How about in the link below? John Atkinson reviewed the (now discontinued, so this is not a shill) Ayre A/D converter and listened to rips of LPs:

"I tried a variety of sample rates with these LP rips: 44.1kHz was very good, but didn't capture the essence of the original LPs' sounds; 96kHz was better; but there was no doubt that with a 192kHz sample rate I could not distinguish between the LP and the digital rip. And believe me, I tried. I A/B'd the two versions until blood came out of my ears and I was heartily sick of this music I hadn't heard for, in some cases, decades. When, in An Oxford Elegy, John Westbrook declaimed "Come, let me read the oft-read tale again . . ." for what must have been the tenth time, I felt like screaming "No! Don't read it again!

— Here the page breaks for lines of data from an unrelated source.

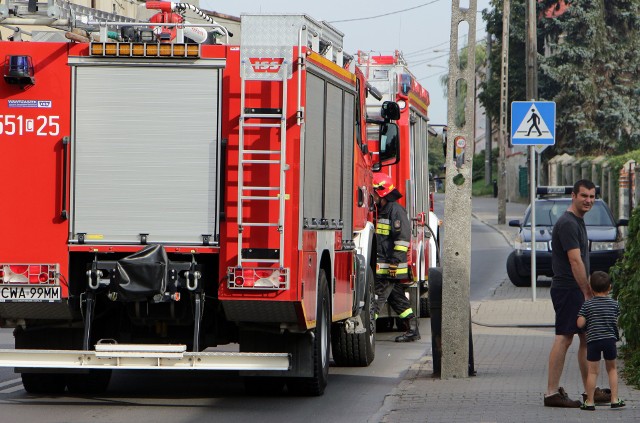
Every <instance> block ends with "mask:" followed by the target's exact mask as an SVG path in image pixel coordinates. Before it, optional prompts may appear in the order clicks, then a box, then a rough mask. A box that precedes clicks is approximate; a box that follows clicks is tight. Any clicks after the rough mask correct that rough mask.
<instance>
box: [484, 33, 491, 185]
mask: <svg viewBox="0 0 640 423" xmlns="http://www.w3.org/2000/svg"><path fill="white" fill-rule="evenodd" d="M490 80H491V34H487V77H486V81H490ZM484 132H485V134H484V135H485V137H484V139H485V147H484V184H485V185H491V183H492V179H493V178H492V175H493V165H492V163H491V161H492V159H493V157H492V153H493V152H492V151H491V133H492V132H493V131H492V130H491V118H490V117H489V114H488V113H487V116H486V119H485V127H484Z"/></svg>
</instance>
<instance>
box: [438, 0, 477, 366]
mask: <svg viewBox="0 0 640 423" xmlns="http://www.w3.org/2000/svg"><path fill="white" fill-rule="evenodd" d="M451 3H452V4H451V47H450V53H449V99H448V107H447V116H448V123H449V131H448V133H447V154H446V162H445V163H446V168H447V173H446V175H447V176H446V187H447V188H446V192H447V194H446V196H445V204H444V227H445V234H446V236H445V238H444V253H443V263H444V267H443V275H442V276H443V281H442V368H441V373H440V375H441V378H443V379H449V378H466V377H468V376H469V338H470V337H469V334H470V331H469V329H470V313H469V285H470V281H471V275H470V268H471V179H472V178H471V177H472V172H471V171H472V169H471V167H472V163H473V144H474V140H475V136H474V128H475V114H474V109H475V108H474V104H475V92H476V90H475V83H476V77H475V70H476V67H475V63H476V55H475V52H476V10H477V0H469V8H468V9H462V8H460V6H459V1H452V2H451ZM461 22H466V23H467V24H468V26H469V27H468V30H467V34H468V39H467V42H466V47H467V59H468V60H467V65H466V67H465V68H464V69H460V59H459V57H458V55H459V51H458V29H459V25H460V23H461ZM459 82H460V83H462V82H464V83H466V87H467V92H466V98H465V103H464V104H465V110H464V112H465V123H464V126H463V127H459V126H458V125H457V124H456V119H455V117H456V109H457V106H458V102H457V101H456V97H457V96H460V95H462V90H461V89H460V88H461V85H460V84H458V83H459ZM454 152H455V158H454Z"/></svg>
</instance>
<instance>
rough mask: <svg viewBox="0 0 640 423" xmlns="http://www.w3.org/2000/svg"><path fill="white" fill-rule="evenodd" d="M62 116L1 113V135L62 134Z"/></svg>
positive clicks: (0, 119)
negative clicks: (58, 122) (59, 123)
mask: <svg viewBox="0 0 640 423" xmlns="http://www.w3.org/2000/svg"><path fill="white" fill-rule="evenodd" d="M59 121H60V116H44V115H40V116H36V117H35V118H31V117H29V118H27V117H24V116H22V115H0V135H18V136H20V135H25V134H33V133H35V134H36V135H37V136H39V137H47V136H56V135H59V134H60V124H59V123H58V122H59Z"/></svg>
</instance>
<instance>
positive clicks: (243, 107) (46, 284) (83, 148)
mask: <svg viewBox="0 0 640 423" xmlns="http://www.w3.org/2000/svg"><path fill="white" fill-rule="evenodd" d="M167 5H171V8H168V6H167ZM181 5H182V6H181ZM147 7H149V8H155V9H160V10H161V12H160V13H161V14H165V15H166V16H165V17H164V18H156V19H154V20H153V21H154V22H153V24H148V25H145V24H142V23H136V24H132V23H116V22H111V23H107V24H106V25H100V31H101V33H100V40H103V41H95V42H90V43H66V42H8V41H2V42H0V46H1V49H0V50H1V51H2V53H3V56H5V57H4V66H3V68H2V70H3V77H4V78H3V79H2V81H0V93H1V97H2V101H1V102H0V152H1V155H2V157H3V165H2V166H0V180H2V181H3V193H4V195H5V199H6V200H7V201H9V202H8V203H6V204H5V207H4V212H3V213H2V218H1V219H0V233H2V238H1V240H0V326H1V327H5V328H11V327H13V328H15V331H14V334H15V347H16V349H15V350H2V351H0V365H1V366H5V367H15V368H16V370H17V371H18V372H20V373H21V375H22V381H23V384H24V387H25V389H26V390H27V391H28V392H33V393H45V392H61V391H64V390H65V389H68V390H69V391H71V392H85V393H86V392H98V391H101V390H104V389H106V388H107V386H108V383H109V379H110V375H111V371H112V370H113V369H194V370H195V369H213V370H238V371H240V372H241V374H242V375H244V376H246V378H245V381H246V384H247V387H248V388H249V389H256V388H258V389H260V388H262V389H263V388H264V387H265V386H266V387H268V388H269V389H270V392H274V391H273V390H274V389H282V388H283V387H284V386H285V384H286V386H287V387H288V389H289V391H290V392H295V393H299V394H306V395H320V394H322V393H323V391H324V389H325V386H326V384H327V377H328V368H329V358H330V355H329V354H330V350H332V352H333V359H334V361H335V363H336V364H337V365H341V366H366V365H368V364H370V363H371V361H372V360H373V358H374V354H375V340H374V335H375V322H374V319H373V315H372V311H371V304H372V301H373V300H374V298H373V293H372V292H373V288H372V284H373V272H372V268H373V266H375V263H374V261H375V237H374V229H373V225H372V223H371V218H370V216H371V211H370V206H371V204H372V203H371V202H372V199H371V198H372V196H371V192H370V186H371V178H372V169H374V168H377V167H379V164H378V163H374V161H373V159H372V155H371V154H370V153H369V151H368V145H367V135H366V124H365V122H366V116H365V112H366V107H365V96H366V90H367V82H366V80H365V78H364V76H363V74H362V73H361V72H360V71H359V70H358V69H356V67H355V61H354V60H351V59H352V58H350V57H348V55H346V54H345V53H344V52H343V51H342V37H343V34H342V33H340V32H339V31H337V30H336V29H335V28H333V27H331V26H330V25H329V24H326V23H324V22H317V21H315V20H313V19H311V18H309V17H308V16H306V15H243V17H242V24H241V25H242V41H241V45H240V46H230V45H206V44H195V43H184V42H182V41H184V39H185V38H184V37H185V34H184V32H183V29H184V28H183V26H185V25H186V24H184V21H181V20H180V19H178V18H176V17H175V16H173V15H172V13H174V12H175V11H176V8H177V9H178V10H180V7H183V10H184V5H183V4H177V5H176V4H171V3H155V2H148V3H147ZM149 25H153V26H152V27H150V26H149ZM210 25H211V26H214V25H215V24H210ZM165 27H166V28H172V29H175V31H173V30H169V31H166V30H158V28H165ZM205 27H206V26H205ZM107 30H109V31H114V32H116V33H117V38H118V40H117V41H113V42H112V41H108V42H107V41H104V40H107V38H108V37H113V34H110V33H108V32H107ZM219 30H220V31H221V32H223V33H224V32H225V31H224V29H220V28H219ZM167 34H168V35H167ZM71 38H74V37H71ZM75 38H77V37H75ZM145 40H149V41H145ZM187 41H188V39H187ZM386 109H387V110H390V111H391V112H393V109H394V103H391V104H390V107H387V108H386ZM398 117H399V113H398V112H397V106H396V113H390V114H389V115H388V116H383V119H382V120H383V121H384V122H383V123H381V124H380V125H379V128H380V129H386V128H383V127H384V126H388V125H395V124H394V123H391V122H390V120H391V119H396V118H398ZM395 154H397V152H394V151H391V152H389V155H390V156H392V157H393V156H394V155H395ZM227 344H237V345H238V347H237V348H235V349H234V348H229V347H227V348H226V349H224V348H223V350H222V351H220V348H216V347H219V346H221V345H227Z"/></svg>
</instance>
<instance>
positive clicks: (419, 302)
mask: <svg viewBox="0 0 640 423" xmlns="http://www.w3.org/2000/svg"><path fill="white" fill-rule="evenodd" d="M358 66H359V67H360V68H361V69H362V71H363V73H364V74H365V77H366V78H367V81H368V82H369V84H370V86H372V87H373V89H376V90H377V91H378V93H379V94H378V95H377V96H369V97H368V98H367V115H368V116H369V118H370V121H371V120H373V121H375V120H377V119H378V115H379V113H380V106H381V105H382V103H383V102H385V101H393V102H397V104H398V105H399V107H400V119H398V121H397V124H398V127H399V130H400V136H399V139H400V155H399V157H397V158H394V159H393V160H392V163H393V164H390V165H389V166H385V167H384V168H383V169H382V170H381V171H382V172H386V173H388V174H389V175H390V176H391V177H392V178H393V180H394V181H395V183H396V184H397V185H398V187H399V189H400V191H401V193H402V194H403V197H402V198H401V199H400V200H399V203H400V204H402V205H403V206H404V207H405V208H406V209H407V213H408V214H409V220H410V221H411V223H412V231H411V242H410V252H409V268H410V269H411V275H412V280H413V285H412V286H411V287H410V288H409V289H408V290H407V292H408V295H409V299H410V301H411V304H412V308H413V309H414V310H416V313H418V312H419V313H420V317H428V315H429V314H428V305H427V304H428V276H429V267H436V266H439V263H438V262H439V250H438V248H439V231H438V227H439V220H438V217H437V216H436V214H435V213H434V211H433V194H431V192H430V178H429V145H428V137H429V134H430V132H429V118H428V115H427V109H428V106H429V93H428V91H427V90H426V89H425V88H424V87H422V86H421V85H420V83H418V81H417V80H416V78H415V76H413V74H412V73H411V71H410V70H409V67H408V64H407V62H406V60H405V59H404V58H403V56H402V53H401V52H399V51H395V52H394V53H393V54H392V55H382V54H377V55H374V54H370V53H365V52H362V51H359V52H358ZM377 131H378V126H377V125H371V126H370V131H369V140H370V141H369V144H370V148H371V150H372V151H373V152H374V154H376V152H377V151H378V149H379V148H380V145H379V138H378V132H377ZM385 315H386V316H391V317H395V314H394V313H393V310H391V308H390V307H386V310H384V312H383V313H381V314H380V316H381V317H382V318H384V316H385ZM387 323H388V324H392V322H387Z"/></svg>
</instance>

"With the 192kHz rips, the LP's surface noise floated free of the music in a manner similar to how it does with analog playback, making it easier to ignore it. At 44.1kHz, the surface noise was integrated into the music, increasing its annoyance."

Unfortunately he wasn't specific about which DAC he was using, but the fact that the analog-digital-analog conversions did not change the signal quality at all (at least at the quad rate) is something of an achievement, I think. And it also helps put into perspective the advantages of higher sampling rates, especially with regards to transients (such as the surface noise of the LP).